Micro Resistance welding
Clasping the metallic parts together and then applying a considerable amount of current to them is used in this type of micro welding. Electrodes are rolled over the thin sheets of metals to be welded, and they become fused under the action of heat and pressure.
The step-by-step technique used for micro resistance welding
First of all, you have to clean the metal surfaces and the electrodes. Clamp the metal sheets together and place copper electrodes around either side. When you feel like everything is in place, pass a considerable amount of current through electrodes and wait for the heat generated to melt the metals; once these metals have time to cool down while in the clamped position, they will get attached.
Flash Micro welding
High pressure is used to join joints together in a clean manner. Both metal parts are pressed together at a specific temperature. As no intermediate product is used, this kind of welding is cost-effective and can be used in multiple fields. Commonly it is preferred to be used by goldsmiths and silver smiths to create beautiful and thin jewelry.
What are the typical applications of Micro welding?
You will come to see micro welding in almost every field of life. Whether it’s about electronics, automobiles, or light bulbs in every appliance, micro welding plays its part in some ways. Here are some of the commonly seen uses of micro welding:
- It is used in many fields of electronics to produce electrically conductive connections.
- Semiconductors and conductors are welded using micro welding.
- Gold and aluminum wires are welded using micro-welding
- Small electric motors and coils are welded to create fully working pieces of machinery
- Tungsten, molybdenum, and other alloys like nickel and cobalt are used to make lamps and lights. All of these alloys are welded using micro welding techniques.
- In multiple sensor technologies, micro welding is the first choice.
- Heat-sensitive areas are also welded using micro welding.
- Honeycomb welding is done using micro-welding
- Motors connections, Sensors, battery tabs, and hermetic sealing are also the processes in which you will come across micro welding.

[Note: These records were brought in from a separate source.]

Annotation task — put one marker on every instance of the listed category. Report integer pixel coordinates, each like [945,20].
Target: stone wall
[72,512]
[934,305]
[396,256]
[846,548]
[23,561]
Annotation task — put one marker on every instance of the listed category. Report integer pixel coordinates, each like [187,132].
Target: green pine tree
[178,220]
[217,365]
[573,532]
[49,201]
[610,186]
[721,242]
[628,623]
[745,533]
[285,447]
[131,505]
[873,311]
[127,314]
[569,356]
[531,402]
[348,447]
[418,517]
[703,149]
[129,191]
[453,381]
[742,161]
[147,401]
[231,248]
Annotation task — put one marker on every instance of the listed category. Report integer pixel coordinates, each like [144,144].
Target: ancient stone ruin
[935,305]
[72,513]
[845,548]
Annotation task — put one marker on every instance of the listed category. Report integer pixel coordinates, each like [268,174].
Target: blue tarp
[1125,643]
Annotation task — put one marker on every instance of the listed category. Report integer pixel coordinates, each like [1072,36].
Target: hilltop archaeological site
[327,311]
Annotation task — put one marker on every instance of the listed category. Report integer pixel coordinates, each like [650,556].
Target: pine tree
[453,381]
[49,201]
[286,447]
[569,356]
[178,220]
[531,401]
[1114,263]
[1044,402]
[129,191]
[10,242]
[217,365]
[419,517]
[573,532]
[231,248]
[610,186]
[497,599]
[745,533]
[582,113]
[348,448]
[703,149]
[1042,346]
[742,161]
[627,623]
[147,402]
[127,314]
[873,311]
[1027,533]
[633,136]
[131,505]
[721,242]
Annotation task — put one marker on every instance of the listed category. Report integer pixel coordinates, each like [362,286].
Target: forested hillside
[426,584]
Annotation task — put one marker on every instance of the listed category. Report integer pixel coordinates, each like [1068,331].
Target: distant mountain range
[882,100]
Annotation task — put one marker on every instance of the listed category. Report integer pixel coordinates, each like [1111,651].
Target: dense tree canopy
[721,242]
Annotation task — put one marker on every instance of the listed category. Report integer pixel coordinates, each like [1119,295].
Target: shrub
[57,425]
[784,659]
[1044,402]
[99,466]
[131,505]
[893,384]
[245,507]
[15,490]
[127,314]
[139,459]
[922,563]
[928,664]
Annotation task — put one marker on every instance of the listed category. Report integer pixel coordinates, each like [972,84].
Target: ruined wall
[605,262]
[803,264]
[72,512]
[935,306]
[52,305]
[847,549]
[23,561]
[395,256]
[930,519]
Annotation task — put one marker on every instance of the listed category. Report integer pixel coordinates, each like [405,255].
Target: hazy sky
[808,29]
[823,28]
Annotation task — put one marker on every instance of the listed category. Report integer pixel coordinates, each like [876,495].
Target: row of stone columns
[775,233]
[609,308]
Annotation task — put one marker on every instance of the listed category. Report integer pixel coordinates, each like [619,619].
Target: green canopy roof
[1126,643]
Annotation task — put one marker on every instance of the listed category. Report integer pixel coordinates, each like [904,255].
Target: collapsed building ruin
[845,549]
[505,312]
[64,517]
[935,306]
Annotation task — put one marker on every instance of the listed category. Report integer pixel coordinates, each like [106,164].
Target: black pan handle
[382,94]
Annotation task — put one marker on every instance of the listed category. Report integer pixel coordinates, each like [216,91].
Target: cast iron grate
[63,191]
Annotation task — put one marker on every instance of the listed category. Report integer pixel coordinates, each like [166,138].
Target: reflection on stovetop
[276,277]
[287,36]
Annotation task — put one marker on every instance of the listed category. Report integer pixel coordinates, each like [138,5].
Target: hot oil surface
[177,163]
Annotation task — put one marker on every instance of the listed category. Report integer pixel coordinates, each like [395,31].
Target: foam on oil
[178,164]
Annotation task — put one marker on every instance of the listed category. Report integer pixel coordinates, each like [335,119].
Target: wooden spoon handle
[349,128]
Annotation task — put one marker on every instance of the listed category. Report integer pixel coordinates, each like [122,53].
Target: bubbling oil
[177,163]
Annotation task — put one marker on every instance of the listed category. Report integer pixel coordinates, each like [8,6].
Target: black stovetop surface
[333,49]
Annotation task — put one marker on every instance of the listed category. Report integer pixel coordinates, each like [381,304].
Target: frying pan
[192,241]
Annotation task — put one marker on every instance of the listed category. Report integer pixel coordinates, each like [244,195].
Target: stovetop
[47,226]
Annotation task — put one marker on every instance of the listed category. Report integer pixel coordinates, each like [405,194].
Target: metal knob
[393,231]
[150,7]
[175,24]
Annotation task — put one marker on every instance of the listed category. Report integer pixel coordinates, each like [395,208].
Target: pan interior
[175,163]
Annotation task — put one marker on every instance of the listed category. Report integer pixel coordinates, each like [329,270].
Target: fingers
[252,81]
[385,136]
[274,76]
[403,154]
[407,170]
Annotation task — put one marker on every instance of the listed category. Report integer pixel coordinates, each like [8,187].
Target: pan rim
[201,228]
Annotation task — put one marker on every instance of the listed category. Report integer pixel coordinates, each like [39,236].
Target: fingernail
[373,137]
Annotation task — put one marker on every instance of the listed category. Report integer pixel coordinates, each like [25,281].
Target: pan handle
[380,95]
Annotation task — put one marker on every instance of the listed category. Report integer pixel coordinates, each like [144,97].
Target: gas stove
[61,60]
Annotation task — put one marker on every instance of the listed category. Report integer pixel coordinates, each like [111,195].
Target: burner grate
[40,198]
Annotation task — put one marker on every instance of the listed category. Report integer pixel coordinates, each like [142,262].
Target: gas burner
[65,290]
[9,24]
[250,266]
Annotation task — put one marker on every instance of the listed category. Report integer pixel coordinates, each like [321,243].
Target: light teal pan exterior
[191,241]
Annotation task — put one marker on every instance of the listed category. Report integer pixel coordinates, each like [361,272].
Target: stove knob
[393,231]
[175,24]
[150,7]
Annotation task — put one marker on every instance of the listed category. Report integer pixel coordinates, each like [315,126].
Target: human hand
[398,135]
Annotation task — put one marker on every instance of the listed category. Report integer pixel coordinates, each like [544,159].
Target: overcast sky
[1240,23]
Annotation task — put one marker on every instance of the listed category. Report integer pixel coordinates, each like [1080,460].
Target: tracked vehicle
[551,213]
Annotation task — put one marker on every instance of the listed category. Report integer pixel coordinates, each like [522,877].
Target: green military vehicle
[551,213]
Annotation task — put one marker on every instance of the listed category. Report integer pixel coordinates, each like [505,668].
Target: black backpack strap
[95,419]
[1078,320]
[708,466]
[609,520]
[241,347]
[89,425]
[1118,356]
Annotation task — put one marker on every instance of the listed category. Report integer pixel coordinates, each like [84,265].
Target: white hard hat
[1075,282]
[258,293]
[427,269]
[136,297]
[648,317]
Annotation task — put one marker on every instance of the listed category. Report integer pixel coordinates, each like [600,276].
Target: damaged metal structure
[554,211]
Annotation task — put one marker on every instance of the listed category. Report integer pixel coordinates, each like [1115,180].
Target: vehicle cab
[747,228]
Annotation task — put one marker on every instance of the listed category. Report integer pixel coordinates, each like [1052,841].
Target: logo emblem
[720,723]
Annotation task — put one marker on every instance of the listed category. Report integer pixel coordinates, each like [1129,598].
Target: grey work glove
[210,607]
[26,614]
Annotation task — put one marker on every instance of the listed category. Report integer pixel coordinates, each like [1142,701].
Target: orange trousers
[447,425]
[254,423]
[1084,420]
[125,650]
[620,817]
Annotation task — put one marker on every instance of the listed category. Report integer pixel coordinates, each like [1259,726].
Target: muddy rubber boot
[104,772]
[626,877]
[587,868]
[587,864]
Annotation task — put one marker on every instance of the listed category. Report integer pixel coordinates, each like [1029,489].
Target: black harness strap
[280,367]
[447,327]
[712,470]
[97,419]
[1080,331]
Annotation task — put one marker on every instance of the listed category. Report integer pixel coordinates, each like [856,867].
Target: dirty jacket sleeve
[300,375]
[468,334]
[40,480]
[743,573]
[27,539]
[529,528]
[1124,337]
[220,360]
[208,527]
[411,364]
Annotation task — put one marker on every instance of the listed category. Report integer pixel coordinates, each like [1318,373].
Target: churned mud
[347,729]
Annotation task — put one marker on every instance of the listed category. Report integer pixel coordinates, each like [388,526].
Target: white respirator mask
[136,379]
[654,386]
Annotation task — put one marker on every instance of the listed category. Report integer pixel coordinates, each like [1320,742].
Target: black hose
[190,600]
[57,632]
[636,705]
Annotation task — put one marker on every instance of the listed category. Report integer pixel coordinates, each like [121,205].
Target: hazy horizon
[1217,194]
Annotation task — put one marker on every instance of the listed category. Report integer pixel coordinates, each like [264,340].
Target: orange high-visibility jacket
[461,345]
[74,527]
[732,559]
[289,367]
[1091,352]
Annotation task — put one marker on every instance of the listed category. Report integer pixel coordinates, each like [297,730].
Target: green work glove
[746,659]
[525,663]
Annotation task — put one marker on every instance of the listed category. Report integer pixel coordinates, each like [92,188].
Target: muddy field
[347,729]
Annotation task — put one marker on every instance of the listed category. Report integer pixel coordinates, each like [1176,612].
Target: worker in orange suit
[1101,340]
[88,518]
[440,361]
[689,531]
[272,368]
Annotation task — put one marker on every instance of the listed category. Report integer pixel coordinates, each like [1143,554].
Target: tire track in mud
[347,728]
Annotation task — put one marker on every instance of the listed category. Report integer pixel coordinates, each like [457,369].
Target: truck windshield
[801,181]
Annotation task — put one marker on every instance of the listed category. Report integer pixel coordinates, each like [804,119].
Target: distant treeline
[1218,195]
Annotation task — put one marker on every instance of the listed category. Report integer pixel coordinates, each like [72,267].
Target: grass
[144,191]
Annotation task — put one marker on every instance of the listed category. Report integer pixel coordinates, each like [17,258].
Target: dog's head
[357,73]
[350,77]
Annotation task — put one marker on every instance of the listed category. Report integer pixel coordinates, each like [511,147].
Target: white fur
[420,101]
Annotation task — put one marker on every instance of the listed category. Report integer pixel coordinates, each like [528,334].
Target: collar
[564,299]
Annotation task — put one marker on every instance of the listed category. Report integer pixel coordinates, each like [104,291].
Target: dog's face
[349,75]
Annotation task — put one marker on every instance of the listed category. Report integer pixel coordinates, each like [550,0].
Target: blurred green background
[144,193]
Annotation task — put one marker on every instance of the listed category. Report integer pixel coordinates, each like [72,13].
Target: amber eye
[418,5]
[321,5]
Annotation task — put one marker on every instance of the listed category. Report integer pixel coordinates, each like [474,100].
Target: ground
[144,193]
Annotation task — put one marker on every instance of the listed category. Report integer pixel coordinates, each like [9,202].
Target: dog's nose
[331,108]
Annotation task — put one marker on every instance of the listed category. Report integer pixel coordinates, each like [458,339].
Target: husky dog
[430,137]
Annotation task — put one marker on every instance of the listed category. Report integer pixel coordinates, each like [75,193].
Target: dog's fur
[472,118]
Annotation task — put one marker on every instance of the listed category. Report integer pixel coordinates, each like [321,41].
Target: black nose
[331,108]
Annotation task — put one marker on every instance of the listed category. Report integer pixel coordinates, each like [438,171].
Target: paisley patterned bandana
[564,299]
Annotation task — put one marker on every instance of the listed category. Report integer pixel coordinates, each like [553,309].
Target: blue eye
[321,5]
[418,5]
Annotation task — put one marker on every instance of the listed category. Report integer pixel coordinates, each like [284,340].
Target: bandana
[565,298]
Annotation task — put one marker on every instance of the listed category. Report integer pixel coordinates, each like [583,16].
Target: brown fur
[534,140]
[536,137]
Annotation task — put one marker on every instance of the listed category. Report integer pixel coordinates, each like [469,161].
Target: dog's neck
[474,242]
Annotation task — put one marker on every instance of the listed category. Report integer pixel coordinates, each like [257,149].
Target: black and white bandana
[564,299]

Frequently Asked Questions
What type of micro welding is the safest?
TIG welding is the most effective and safest micro welding method. According to professional welders, a nozzle is installed at the front of the welding pen or around the tungsten electrode. By doing so, the inert gas produced will not go into the atmosphere; thus atmosphere remains safe with this type of micro welding.
What are the safety measures for micro welding?
No matter how delicate micro welding is, you must remember that harmful effects are always there. So, it’s your responsibility to take good care of yourself and your surroundings. Here are the safety measures for micro welding.
● Don’t look at the welding arch directly. It will harm your eyes. So always prefer wearing welding glasses.
● Take a face shield and wear gloves while working.
● It is recommended to wear a welders helmet.
● Don’t touch the electrode tip directly.
● Beware of touching the weld pool. It may burn your hand.
What thickness metal is micro welding ideal for?
The word micro itself says that this welding method is meant for welding thin and delicate metal. Typically, metals and alloys from 0.0003 to 5mm are welded using micro welding techniques.
Micro welding is a delicate process that gives multiple opportunities to engineers and welders to produce newer appliances. By doing so, they are making people’s lives easier and effortless. So, if you are also a welder, you can use this technique well. But remember that if you are not an expert, don’t throw your head into it because you are least likely to get desired results. First, get the expertise and then start working.